Arrampicata

Adam Ondra racconta i suoi tentativi su “Becoming”, 9a+ in Frankenjura

Secondo appuntamento in quarantena con Adam Ondra e la sua serie “Road to Tokyo” che, in queste settimane di fermo, ci riporta indietro con la memoria a ricostruire alcune delle avventure del campione ceco. Questa settimana facciamo un salto nello spazio e nel tempo, ritornando all’autunno 2019 in Frankenjura, Germania.

Dal boulder indoor del precedente episodio, ci spostiamo nel mondo dell’arrampicata su roccia. Adam ci ripropone la serie di tentativi messi in atto su “Becoming”, 9a+ la cui prima salita è opera di Markus Bock (2014).

Il paradiso della Frankenjura

Nella sua carriera, Adam è salito più volte in parete nella regione tedesca della Frankenjura. Un paradiso per i climber, che accoglie vie note a livello internazionale, come “Action Directe”, il primo 9a al mondo, salito per la prima volta nel 1991 da Wolfgang Gullich e ripetuto da Ondra nel maggio 2008, a soli 15 anni.

Un paradiso selvaggio, con “migliaia di vie nascoste nel profondo della foresta”. Si tratta solitamente di vie brevi, che necessitano di un grande impegno di dita. “Esteticamente non saranno vie bellissime ma la foresta ha qualcosa di magico”. Markus Bock è colui che negli ultimi anni si è cimentato nell’apertura delle vie più complicate in zona. E forse “Becoming” è in assoluto la più dura.

Un salto indietro all’autunno 2019

È una mattina di ottobre e Adam ha deciso di alzarsi quanto prima per raggiungere la Frankenjura, in quella che pare essere la stagione perfetta per arrampicare. “Per affrontare vie con prese così piccole è meglio che faccia un po’ freddo”. Primo step è la pulizia degli appigli e l’analisi del percorso, memorizzando ogni delicato movimento da compiere, così che il tentativo definitivo sia quanto più efficace. “La via non è estremamente lunga, circa 50 metri”. Importante, come suggerisce Ondra, è selezionare i movimenti nell’ottica di non rovinare troppo la pelle delle dita.

I primi movimenti, su un traverso, risultano davvero sfiancanti, con dei punti di appoggio minimi.

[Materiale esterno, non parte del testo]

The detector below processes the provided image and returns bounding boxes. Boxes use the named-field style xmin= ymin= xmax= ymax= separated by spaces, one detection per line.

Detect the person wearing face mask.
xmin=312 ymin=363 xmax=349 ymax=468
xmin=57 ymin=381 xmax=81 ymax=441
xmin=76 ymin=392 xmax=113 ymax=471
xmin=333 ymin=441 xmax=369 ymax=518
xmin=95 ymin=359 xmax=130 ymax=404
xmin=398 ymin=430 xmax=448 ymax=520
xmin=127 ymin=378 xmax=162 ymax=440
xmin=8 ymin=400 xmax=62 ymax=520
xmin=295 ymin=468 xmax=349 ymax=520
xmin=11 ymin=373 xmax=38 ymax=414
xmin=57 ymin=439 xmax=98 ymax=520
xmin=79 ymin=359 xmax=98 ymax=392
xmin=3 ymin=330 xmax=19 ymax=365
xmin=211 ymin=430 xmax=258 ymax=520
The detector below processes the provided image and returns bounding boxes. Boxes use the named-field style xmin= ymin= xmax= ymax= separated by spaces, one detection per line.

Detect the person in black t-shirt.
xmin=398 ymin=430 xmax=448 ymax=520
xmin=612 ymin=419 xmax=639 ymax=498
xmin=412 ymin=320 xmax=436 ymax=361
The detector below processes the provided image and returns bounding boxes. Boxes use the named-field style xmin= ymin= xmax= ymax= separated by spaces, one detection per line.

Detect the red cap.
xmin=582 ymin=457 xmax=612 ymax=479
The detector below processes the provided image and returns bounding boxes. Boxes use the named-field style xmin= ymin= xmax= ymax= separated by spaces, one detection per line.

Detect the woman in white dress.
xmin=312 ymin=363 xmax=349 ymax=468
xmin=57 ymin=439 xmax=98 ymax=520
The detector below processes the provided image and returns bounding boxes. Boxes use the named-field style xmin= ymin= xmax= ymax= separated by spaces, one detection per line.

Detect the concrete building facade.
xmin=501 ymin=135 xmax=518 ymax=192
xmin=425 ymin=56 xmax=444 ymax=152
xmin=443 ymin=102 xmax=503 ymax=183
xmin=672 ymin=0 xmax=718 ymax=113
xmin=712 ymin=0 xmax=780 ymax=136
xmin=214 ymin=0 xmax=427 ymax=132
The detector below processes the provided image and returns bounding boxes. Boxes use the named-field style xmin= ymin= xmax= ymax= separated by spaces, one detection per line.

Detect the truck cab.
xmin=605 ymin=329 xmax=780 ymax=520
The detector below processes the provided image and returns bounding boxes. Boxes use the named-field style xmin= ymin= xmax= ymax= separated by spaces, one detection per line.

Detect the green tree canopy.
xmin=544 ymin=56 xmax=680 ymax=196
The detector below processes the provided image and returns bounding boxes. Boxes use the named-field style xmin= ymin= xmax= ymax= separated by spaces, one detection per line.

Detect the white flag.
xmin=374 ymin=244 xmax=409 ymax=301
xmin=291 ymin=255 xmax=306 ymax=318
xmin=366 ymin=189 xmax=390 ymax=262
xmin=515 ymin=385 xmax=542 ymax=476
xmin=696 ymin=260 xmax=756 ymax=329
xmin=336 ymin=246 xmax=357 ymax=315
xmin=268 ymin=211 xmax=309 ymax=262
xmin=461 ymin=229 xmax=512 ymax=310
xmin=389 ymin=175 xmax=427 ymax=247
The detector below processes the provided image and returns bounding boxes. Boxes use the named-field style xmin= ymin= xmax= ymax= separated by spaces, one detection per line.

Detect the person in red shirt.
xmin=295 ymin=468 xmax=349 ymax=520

Bisogna cercare di non consumare troppe energie ma anche evitare di rilassarsi troppo, o scivolare è un attimo. Finalmente si raggiunge una sosta. Ma in realtà, a causa della posizione scomoda e degli appoggi minuscoli, rilassarsi non è affatto possibile. Tocca stringere i denti e proseguire. La seconda parte della via risulta apparentemente più agevole, ma gli appigli iniziano a diventare ancora più piccoli. Una via che diventa una impresa di endurance. Il primo tentativo va purtroppo a vuoto.

Dita, muscoli e mente sono decisamente provati. Serve riposo per recuperare e tornare in parete. Avendo già sperimentato i primi movimenti, risulta tutto più facile, con minor dispendio di energia. Superato il punto cruciale del primo tentativo le dita iniziano a dolere. L’indice della mano sinistra in particolare sembra sanguinare, ma Adam non vuole mollare e allora continua a salire senza utilizzarlo. Al secondo volo, guardandosi le mani, si renderà conto che il dito non stesse affatto sanguinando.

Niente da fare, non è il giorno giusto. Una esperienza che diventa di insegnamento per affrontare questa quarantena. Ci saranno momenti migliori, bisogna saper aspettare.